Alle ore 18:00 partenza dall'isola pedonale di via del Pigneto

Per un Pigneto libero da fascisti, razzisti "sceriffi" e speculatori

Il Percorso del corteo

IL PIGNETO LIBERO DA:

FASCISTI, RAZZISTI,

“SCERIFFI” E SPECULATORI

 Condanniamo l’atto vergognoso accaduto sabato 24/05/08 nel quartiere romano del Pigneto.  Una ventina di individui – alcuni dei quali a volto coperto – hanno devastato con spranghe e bastoni le vetrine di tre negozi, a via Ascoli Piceno e via Macerata, gestiti da cittadini migranti.

Il clima di razzismo, alimentato da campagne mediatiche ed elettorali securitarie, che incrementano una guerra tra poveri volta a distogliere l’attenzione dalla mancanza reale di condizioni di vita dignitose, è il terreno fertile in cui tali azioni trovano legittimazione.

Nel caso del Pigneto, l’episodio accaduto è anche conseguenza di scelte politiche precise che hanno, negli ultimi anni, concesso l’apertura indiscriminata di attività commerciali notturne che contribuiscono al disagio e all’invivibilità del quartiere esasperando i residenti.

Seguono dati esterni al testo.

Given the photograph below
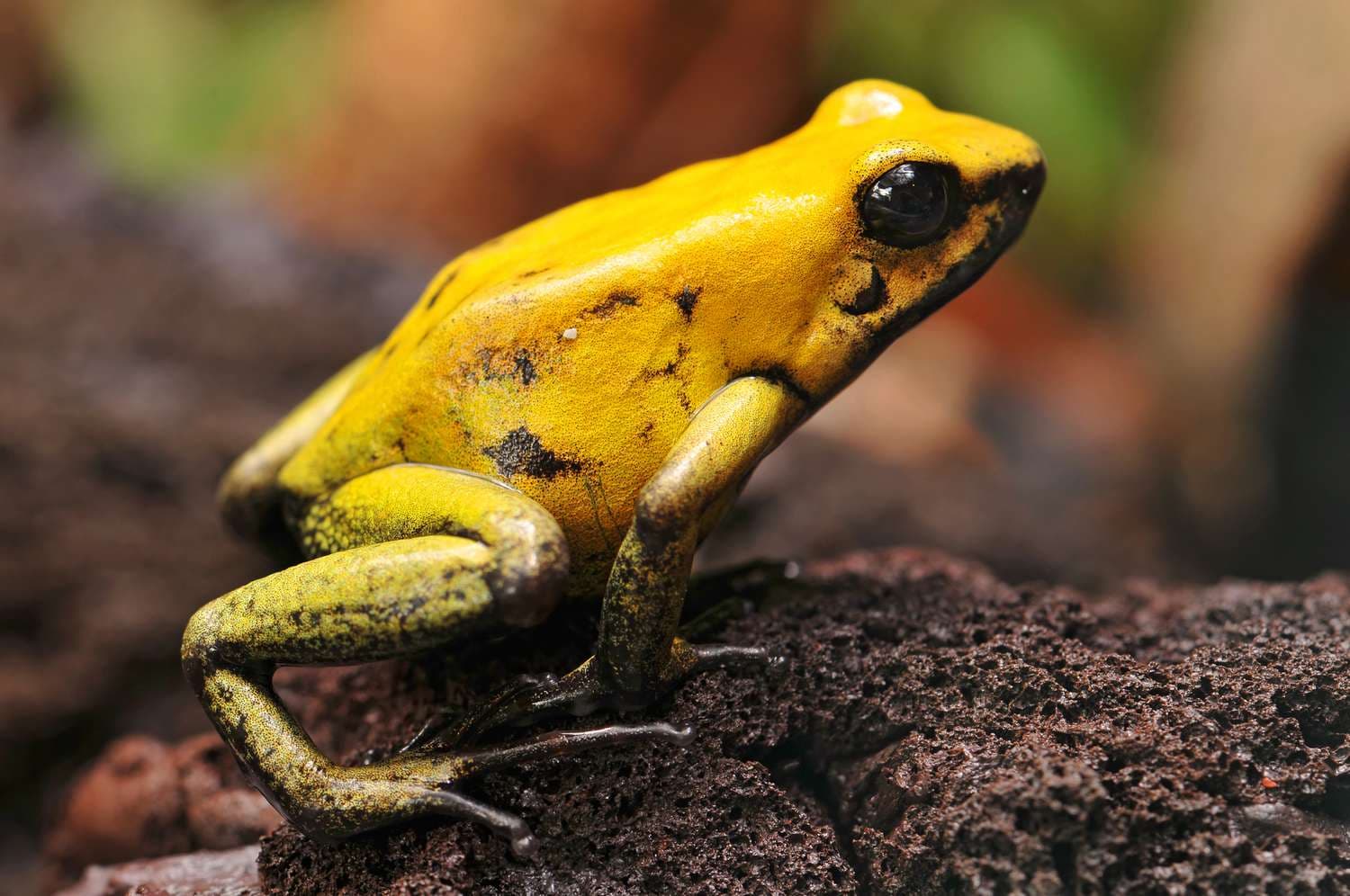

La riqualificazione del quartiere può avvenire solo con la creazione di luoghi di aggregazione e di servizi necessari alla popolazione, da sempre carenti, che rispondano ai reali bisogni degli abitanti.  Il quartiere, che ha una storia fatta di convivenza e socialità tra i cittadini di diverse provenienze geografiche e culturali, ha voluto immediatamente, insieme a tutta la cittadinanza, esprimere la propria rabbia contro gli atti di violenza di chi si improvvisa “sceriffo” per garantire “sicurezza” e “pulizia” secondo una logica di eliminazione del diverso.

Spontaneamente hanno avuto luogo il giorno stesso, un presidio e un corteo che ha attraversato le strade del quartiere e domenica un’assemblea pubblica molto partecipata che unanimemente ha condannando l’atto squadrista e convocato un corteo per oggi. 

Denunciamo l’ipocrisia del sindaco di Roma Gianni Alemanno, in passato attivamente coinvolto in pestaggi e raid squadristi, e che oggi condanna, in modo assolutamente strumentale la vergognosa aggressione.

Alemanno ha contribuito ad alimentare un clima di aggressività ed odio di matrice xenofoba e razzista nei confronti dei cittadini migranti, già a partire dalla sua campagna elettorale, strumentalizzando fatti di cronaca e individuando nella questione dell’immigrazione il capro espiatorio per le tensioni sociali esistenti ed oggi, invece, ne vuole dare una immagine mediatica di apertura e di accoglienza nei confronti dei migranti.

Anziché parlare di “emergenza sicurezza” vogliamo che si parli di diritto alla casa ed ad un lavoro senza sfruttamento, di cittadinanza per tutte e per tutti, di un quartiere che cresca ascoltando le reali esigenze degli abitanti senza trasformarsi in una vetrina, della difesa dei beni comuni della città regalati, come il deposito Atac, agli speculatori.